3 Reasons Why You Should Say No to Endowment Plans

3 Reasons Why You Should Say No to Endowment Plans


The fact that a whopping Rs. 30 lakh crores of our collective household savings are parked in insurance policies is a good enough indicator of our nation’s affinity for traditional (endowment) insurance plans! But are these complex sounding policies that look great prima facie, actually good investments or risk coverage tools? We believe not. Here are three good reasons why you should say a big NO to traditional insurance policies.

Reason 1 – Low Returns

The confusing opacity of the way “returns” from traditional plans are portrayed actually confuses investors into believing that they’re reaping great rewards on their money! Some common “tricks” are as follows – declaring the bonus as a percentage of the “sum assured”, which sounds like a hefty sum. However, the fact that the accrued bonus will be paid 20 years later completely changes the equation! Another common trick for single premium policies is to show “exponential” growth. For example – so and so policy will TRIPLE your money in 20 years. Guess what compounded return that works out to? Barely 6.2%! In fact, as a thumb rule, most traditional policies earn you returns that are even lower than long term fixed deposit rates.

Reason 2 – Inflexibility

Traditional plans are notoriously inflexible in the way that they’re structured! They have almost no liquidity for the first few years, only earning a significant enough “surrender value” sometime around year 9 or 10. There are no options for partial liquidation, or to manage your own asset allocation. The money goes where the insurer deems fit. Also, plan parameters are locked in at the start of the policy and so you wont benefit in case macros improve and bond prices go up – but the insurer will! Basically, traditional plans are highly illiquid and designed to lock you into a vicious cycle of throwing good money after bad; as nobody enjoys writing off an investment. Be very careful of this pernicious trap.
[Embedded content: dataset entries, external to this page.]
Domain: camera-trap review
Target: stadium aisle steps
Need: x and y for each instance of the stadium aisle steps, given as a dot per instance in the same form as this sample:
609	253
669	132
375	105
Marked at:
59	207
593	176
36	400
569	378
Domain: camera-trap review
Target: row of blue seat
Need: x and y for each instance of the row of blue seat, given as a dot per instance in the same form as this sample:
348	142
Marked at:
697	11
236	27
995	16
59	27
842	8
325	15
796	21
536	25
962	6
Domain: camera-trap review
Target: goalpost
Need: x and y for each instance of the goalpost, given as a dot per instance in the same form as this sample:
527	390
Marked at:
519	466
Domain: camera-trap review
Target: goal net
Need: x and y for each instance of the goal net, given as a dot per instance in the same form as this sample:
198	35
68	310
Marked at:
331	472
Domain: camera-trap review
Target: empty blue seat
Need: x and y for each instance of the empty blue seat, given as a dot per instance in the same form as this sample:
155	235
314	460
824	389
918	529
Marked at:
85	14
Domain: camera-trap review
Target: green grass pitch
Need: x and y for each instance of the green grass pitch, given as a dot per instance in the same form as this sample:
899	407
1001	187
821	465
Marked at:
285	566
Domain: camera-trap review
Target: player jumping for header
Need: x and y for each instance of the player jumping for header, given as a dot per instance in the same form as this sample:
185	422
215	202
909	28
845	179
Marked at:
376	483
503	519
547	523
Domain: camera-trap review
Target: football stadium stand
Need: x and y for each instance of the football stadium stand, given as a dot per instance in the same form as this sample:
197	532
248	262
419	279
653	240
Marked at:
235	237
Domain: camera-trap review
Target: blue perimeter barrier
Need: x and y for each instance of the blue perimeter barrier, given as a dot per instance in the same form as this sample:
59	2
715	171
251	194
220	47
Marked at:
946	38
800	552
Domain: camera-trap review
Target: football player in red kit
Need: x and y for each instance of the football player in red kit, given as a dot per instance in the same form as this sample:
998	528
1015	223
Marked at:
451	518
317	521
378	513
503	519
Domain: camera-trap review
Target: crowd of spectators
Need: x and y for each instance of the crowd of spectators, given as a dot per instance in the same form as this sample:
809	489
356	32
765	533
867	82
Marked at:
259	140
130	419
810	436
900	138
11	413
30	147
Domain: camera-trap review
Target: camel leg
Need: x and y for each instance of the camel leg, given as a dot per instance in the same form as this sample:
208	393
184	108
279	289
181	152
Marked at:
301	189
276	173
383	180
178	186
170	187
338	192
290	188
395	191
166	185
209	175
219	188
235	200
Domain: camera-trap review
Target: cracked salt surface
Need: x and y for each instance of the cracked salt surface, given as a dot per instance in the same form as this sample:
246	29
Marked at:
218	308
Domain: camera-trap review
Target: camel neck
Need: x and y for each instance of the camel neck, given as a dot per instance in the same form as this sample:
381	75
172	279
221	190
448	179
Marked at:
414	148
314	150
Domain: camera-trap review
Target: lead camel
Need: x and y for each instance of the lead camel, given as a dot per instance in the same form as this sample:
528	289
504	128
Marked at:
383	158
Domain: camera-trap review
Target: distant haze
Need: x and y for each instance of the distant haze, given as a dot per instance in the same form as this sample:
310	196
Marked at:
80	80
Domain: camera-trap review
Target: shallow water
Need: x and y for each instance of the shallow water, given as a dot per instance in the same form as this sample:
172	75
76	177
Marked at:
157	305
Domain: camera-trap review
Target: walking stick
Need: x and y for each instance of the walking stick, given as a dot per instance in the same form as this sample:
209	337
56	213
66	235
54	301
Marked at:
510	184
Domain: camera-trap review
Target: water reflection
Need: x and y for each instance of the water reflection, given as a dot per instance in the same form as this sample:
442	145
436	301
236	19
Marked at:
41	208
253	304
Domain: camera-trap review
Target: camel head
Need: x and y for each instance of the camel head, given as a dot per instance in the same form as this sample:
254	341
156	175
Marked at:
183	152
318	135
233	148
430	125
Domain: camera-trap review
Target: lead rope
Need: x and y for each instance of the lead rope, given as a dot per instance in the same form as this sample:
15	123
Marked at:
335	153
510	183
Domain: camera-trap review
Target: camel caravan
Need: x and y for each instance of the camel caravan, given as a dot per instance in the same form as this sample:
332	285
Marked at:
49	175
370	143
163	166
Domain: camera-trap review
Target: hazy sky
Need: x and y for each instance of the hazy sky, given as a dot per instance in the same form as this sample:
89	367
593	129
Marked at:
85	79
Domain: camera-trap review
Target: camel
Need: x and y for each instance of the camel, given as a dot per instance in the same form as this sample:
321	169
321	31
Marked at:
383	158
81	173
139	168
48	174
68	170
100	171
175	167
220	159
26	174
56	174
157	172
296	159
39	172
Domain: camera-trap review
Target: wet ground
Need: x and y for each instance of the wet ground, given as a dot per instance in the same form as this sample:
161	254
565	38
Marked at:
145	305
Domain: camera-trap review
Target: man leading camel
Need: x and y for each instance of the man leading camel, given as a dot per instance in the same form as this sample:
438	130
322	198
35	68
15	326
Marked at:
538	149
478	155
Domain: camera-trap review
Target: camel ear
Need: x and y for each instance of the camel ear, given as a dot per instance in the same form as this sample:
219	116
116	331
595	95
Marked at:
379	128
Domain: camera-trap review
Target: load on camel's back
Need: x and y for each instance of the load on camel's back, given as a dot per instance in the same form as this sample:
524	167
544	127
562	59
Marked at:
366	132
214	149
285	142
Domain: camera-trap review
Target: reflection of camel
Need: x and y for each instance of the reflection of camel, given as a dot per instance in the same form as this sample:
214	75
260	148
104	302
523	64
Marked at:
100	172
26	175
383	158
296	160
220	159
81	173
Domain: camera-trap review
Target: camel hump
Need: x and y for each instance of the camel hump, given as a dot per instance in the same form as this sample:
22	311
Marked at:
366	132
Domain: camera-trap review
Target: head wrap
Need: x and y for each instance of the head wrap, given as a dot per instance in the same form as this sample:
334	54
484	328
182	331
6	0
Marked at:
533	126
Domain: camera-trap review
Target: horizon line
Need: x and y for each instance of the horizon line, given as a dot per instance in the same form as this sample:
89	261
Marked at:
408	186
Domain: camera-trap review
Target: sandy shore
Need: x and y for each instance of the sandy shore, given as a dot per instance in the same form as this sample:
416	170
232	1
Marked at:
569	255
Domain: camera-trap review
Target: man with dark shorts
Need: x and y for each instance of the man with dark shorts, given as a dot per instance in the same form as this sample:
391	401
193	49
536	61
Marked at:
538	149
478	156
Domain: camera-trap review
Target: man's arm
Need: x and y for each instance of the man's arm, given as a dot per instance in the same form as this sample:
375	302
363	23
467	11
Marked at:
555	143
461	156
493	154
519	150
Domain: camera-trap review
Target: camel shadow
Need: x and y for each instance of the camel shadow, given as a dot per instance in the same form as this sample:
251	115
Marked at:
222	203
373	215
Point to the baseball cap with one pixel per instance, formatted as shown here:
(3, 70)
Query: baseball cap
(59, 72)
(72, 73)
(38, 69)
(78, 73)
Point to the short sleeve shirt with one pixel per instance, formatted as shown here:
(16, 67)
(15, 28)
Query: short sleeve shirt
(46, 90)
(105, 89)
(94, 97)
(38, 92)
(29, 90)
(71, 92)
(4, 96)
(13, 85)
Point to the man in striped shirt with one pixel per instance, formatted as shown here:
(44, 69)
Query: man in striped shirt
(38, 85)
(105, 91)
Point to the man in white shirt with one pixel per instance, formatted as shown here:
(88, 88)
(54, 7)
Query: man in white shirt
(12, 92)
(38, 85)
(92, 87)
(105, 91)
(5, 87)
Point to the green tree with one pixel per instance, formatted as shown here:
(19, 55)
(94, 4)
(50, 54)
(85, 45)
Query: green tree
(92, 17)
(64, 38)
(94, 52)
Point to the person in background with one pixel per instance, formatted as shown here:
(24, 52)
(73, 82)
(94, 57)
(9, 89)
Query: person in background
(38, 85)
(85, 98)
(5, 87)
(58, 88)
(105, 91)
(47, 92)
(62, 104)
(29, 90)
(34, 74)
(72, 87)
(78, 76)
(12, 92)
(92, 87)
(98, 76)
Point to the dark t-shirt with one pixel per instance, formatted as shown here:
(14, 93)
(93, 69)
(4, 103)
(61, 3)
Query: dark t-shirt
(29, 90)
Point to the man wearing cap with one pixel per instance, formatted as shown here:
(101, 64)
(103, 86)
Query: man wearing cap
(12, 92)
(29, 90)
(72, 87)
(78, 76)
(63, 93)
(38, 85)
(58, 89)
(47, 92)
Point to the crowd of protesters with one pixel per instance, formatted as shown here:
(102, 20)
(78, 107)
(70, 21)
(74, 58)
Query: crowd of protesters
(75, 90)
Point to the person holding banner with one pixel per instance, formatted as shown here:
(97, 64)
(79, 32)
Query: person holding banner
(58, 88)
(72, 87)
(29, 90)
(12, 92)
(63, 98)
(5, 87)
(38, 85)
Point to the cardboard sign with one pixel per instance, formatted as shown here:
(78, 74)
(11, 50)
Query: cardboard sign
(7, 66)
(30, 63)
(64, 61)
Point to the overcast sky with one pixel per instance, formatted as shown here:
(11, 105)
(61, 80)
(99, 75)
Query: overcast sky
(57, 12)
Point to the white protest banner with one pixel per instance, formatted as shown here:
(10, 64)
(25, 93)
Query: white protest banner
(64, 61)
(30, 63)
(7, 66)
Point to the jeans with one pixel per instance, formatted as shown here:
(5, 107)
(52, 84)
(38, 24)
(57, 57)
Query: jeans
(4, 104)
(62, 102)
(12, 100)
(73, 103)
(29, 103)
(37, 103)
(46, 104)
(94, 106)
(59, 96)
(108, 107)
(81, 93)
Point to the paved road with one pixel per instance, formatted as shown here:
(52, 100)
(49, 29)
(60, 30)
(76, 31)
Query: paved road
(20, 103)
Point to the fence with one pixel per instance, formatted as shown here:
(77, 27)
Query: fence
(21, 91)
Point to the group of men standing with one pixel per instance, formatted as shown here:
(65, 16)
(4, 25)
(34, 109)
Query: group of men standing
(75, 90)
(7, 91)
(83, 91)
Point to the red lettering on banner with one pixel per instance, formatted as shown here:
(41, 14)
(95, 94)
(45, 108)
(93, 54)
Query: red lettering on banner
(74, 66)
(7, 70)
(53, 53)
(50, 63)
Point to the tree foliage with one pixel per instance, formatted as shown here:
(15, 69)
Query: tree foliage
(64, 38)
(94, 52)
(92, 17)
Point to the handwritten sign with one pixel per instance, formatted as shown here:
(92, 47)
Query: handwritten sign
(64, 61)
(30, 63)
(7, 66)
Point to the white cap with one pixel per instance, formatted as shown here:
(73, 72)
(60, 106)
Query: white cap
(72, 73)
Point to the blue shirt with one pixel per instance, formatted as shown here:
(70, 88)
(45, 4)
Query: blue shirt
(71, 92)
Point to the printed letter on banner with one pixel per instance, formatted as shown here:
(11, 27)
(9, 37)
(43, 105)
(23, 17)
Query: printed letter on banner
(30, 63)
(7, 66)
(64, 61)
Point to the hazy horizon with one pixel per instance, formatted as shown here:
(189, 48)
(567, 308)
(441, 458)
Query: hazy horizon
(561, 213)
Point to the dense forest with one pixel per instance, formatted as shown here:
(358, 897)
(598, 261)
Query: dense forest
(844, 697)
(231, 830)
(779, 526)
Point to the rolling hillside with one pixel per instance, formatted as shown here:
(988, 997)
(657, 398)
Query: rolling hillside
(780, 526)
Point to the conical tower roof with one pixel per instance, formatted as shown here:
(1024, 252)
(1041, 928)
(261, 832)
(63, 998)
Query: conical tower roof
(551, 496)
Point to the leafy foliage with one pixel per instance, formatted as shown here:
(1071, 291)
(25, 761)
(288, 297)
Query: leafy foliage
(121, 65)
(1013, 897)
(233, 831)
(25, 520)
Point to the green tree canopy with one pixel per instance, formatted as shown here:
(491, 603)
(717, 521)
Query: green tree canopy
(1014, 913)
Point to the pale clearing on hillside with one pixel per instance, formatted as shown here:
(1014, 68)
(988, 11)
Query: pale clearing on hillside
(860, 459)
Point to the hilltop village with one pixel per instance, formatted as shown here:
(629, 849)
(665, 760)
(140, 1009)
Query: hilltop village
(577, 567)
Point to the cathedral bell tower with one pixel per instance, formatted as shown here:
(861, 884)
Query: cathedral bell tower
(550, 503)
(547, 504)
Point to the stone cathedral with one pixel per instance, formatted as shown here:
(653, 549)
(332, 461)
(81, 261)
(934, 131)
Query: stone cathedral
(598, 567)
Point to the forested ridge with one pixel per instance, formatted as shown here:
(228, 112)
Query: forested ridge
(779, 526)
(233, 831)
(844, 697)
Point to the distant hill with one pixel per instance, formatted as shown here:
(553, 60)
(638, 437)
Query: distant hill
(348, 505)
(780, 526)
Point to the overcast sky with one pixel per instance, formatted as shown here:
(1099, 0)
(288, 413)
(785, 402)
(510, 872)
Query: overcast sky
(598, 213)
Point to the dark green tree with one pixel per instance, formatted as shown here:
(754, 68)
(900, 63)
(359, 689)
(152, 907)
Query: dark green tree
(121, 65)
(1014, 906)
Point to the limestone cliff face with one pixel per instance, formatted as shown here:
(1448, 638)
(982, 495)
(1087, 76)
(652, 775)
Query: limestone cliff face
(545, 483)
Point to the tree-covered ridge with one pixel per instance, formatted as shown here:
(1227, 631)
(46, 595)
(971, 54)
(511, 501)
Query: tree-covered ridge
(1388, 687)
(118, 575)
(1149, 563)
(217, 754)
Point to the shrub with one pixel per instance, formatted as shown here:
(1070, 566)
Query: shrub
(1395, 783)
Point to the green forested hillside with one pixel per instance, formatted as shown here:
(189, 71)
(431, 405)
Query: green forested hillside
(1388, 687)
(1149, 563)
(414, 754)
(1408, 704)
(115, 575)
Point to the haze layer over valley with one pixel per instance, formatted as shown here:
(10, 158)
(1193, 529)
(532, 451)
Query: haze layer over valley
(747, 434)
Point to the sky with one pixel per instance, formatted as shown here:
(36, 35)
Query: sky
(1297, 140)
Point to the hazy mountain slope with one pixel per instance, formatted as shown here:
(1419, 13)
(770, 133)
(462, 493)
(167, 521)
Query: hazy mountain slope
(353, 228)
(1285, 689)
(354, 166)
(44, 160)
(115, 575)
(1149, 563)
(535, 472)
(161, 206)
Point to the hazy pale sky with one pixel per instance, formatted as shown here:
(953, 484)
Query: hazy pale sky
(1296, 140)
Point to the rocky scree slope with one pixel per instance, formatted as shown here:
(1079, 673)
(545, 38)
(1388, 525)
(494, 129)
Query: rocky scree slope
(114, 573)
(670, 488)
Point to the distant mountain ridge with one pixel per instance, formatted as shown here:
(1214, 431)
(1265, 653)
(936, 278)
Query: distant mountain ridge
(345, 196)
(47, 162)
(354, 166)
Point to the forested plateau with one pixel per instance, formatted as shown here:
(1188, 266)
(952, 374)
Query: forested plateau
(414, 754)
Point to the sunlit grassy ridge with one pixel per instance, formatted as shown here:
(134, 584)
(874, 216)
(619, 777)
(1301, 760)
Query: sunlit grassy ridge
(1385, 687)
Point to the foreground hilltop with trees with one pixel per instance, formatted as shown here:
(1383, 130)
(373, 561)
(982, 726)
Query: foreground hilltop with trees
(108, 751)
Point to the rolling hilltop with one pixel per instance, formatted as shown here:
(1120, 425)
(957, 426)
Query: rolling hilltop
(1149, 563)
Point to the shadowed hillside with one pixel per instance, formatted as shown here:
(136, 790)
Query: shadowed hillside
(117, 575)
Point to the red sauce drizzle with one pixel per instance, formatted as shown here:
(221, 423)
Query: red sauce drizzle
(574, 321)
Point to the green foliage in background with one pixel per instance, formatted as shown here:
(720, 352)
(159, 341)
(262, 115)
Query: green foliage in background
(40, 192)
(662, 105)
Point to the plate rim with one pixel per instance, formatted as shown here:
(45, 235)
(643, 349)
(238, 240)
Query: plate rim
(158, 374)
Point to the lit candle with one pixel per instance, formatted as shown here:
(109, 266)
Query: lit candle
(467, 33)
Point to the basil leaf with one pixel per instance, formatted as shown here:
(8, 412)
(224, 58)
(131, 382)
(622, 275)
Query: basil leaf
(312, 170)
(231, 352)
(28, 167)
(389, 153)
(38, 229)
Reason 3 – Poor Life Cover

Presumably, when you buy into a traditional “life insurance” plan, you can at least expect to serve the purpose of covering your life? Wrong! Most endowment plans don’t even solve the problem of covering your life comprehensively. To give you an example, a traditional LIC plan where you’re putting away Rs. 25,000 per month for 20 years, will give you an inconsequential life cover of just Rs 5 lakhs or so! Needless to say, an individual’s family will not be able to go too far with this small sum of money in case the breadwinner dies. On the other hand, one can easily aim for a death benefit of 1 to 1.5 Crores by paying this money into a simple term plan.

End Note: Stay away from endowment plans! For your investments, Mutual Funds Sahi Hai! Couple them with term and health insurance plans to set up a comprehensive portfolio of financial instruments for yourself.